A obesidade é evitável e tratável, com o tratamento a basear-se em abordagens multidisciplinares, incluindo intervenções comportamentais, nutrição, atividade física, terapia farmacológica e procedimentos endoscópicos/cirurgia bariátrica, conforme apropriado.

“Apesar da vasta gama de opções de tratamento disponíveis, o tratamento da obesidade tem recebido consideravelmente menos atenção em comparação com outros fatores de risco cardiovascular modificáveis ​​nas últimas décadas, sobretudo entre os cardiologistas. Os medicamentos antiobesidade mais recentes surgiram como opções adicionais para uma perda de peso acentuada, com efeito comprovado no resultado das doenças cardiovasculares, alimentando o interesse na obesidade como alvo terapêutico”, afirma Konstantinos Koskinas, copresidente da Declaração de Consenso, especialista da Universidade de Berna, Suíça.

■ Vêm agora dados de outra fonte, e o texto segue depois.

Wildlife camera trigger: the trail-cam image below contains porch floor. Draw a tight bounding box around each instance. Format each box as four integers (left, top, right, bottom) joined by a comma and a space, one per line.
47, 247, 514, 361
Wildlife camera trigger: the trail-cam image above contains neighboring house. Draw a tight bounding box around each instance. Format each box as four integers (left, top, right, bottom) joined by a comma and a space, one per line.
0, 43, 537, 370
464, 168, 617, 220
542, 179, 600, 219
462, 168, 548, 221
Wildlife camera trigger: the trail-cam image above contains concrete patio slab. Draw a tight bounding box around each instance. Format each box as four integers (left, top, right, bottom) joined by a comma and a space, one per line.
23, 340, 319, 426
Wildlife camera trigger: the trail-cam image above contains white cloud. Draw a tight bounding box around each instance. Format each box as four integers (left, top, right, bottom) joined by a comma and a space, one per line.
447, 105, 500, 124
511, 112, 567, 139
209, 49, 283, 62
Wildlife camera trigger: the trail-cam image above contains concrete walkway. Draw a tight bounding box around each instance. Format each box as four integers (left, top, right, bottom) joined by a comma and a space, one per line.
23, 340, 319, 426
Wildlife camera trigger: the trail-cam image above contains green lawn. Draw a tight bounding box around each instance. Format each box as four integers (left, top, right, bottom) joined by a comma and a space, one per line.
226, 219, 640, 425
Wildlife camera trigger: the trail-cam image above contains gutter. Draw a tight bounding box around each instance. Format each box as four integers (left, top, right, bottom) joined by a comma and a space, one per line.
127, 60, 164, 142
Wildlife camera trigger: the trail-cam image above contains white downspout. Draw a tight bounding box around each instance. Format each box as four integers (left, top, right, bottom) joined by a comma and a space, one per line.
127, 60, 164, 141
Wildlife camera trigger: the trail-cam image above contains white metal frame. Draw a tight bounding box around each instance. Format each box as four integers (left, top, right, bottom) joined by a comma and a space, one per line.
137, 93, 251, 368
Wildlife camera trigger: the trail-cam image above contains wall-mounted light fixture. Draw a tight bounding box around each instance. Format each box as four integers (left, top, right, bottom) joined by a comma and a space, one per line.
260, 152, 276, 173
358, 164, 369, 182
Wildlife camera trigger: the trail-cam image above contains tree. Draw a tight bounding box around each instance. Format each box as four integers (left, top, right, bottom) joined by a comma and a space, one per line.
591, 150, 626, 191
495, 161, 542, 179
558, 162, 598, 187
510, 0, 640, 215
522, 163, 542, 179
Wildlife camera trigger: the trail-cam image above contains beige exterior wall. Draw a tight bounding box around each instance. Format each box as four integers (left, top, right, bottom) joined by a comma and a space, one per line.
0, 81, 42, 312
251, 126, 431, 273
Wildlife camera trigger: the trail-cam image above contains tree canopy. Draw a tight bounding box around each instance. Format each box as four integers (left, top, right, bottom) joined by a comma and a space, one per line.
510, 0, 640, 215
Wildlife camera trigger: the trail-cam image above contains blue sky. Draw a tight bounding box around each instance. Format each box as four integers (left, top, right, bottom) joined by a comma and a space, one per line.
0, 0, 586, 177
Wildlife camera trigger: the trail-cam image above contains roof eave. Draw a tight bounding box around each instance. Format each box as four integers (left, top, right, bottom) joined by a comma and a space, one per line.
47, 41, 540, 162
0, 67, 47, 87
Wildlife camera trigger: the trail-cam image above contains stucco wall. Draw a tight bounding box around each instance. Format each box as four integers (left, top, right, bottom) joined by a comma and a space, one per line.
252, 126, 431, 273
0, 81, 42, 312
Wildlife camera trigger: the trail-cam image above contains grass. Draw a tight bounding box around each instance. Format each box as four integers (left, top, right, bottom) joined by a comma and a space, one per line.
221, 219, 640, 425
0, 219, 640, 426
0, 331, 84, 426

De acordo com os autores da Declaração, “é improvável que o problema global da obesidade seja resolvido apenas por intervenções médicas, de estilo de vida ou outras intervenções dirigidas apenas aos indivíduos. A epidemia de excesso de peso e obesidade, que afeta atualmente mais de 60% da população na Europa, resulta de mudanças sociais e de estilo de vida e pode ser corrigida através de políticas de saúde pública eficazes.”

“A passividade dos governos, enquanto a epidemia de obesidade evolui ao longo de décadas, é notável. Vivemos num ambiente obesogénico em que circunstâncias, fora do controlo individual, impulsionam a crise da obesidade”, acrescentam.

“O tratamento individual da obesidade em doentes com doenças cardiovasculares pode ser custo-efetivo em alguns, mas atualmente continua fora do alcance da maioria dos doentes devido aos custos para o indivíduo, bem como aos custos sociais.”

Para esta batalha, garantem, podem contribuir os médicos “de múltiplas formas e a diferentes níveis, tornando-se proativos na prevenção e no tratamento da obesidade, como têm feito durante décadas com outros fatores de risco para doenças cardiovasculares. Devem comunicar consistentemente esse risco associado à obesidade e sublinhar a importância da adoção de estilos de vida saudáveis ​​ao longo da vida para manter um peso corporal saudável ao longo da vida”.

“Para os doentes que apresentam obesidade, os cardiologistas e os profissionais de saúde relacionados devem apreciar a mudança de paradigma no sentido de estratégias combinadas para gerir a obesidade como uma doença crónica. Deve considerar-se, no entanto, que as intervenções no estilo de vida continuam a ser o tratamento de primeira linha para a redução de peso e que os efeitos das intervenções farmacológicas e no estilo de vida na perda de peso e nos fatores cardiometabólicos são aditivos. Assim sendo, o tratamento medicamentoso – se aplicável e apoiado localmente – deve ser utilizado como uma opção de tratamento complementar e não substitutiva; neste caso, a adesão a longo prazo a um estilo de vida saudável continua a ser crítica para potenciar e manter os efeitos favoráveis ​​dos medicamentos.”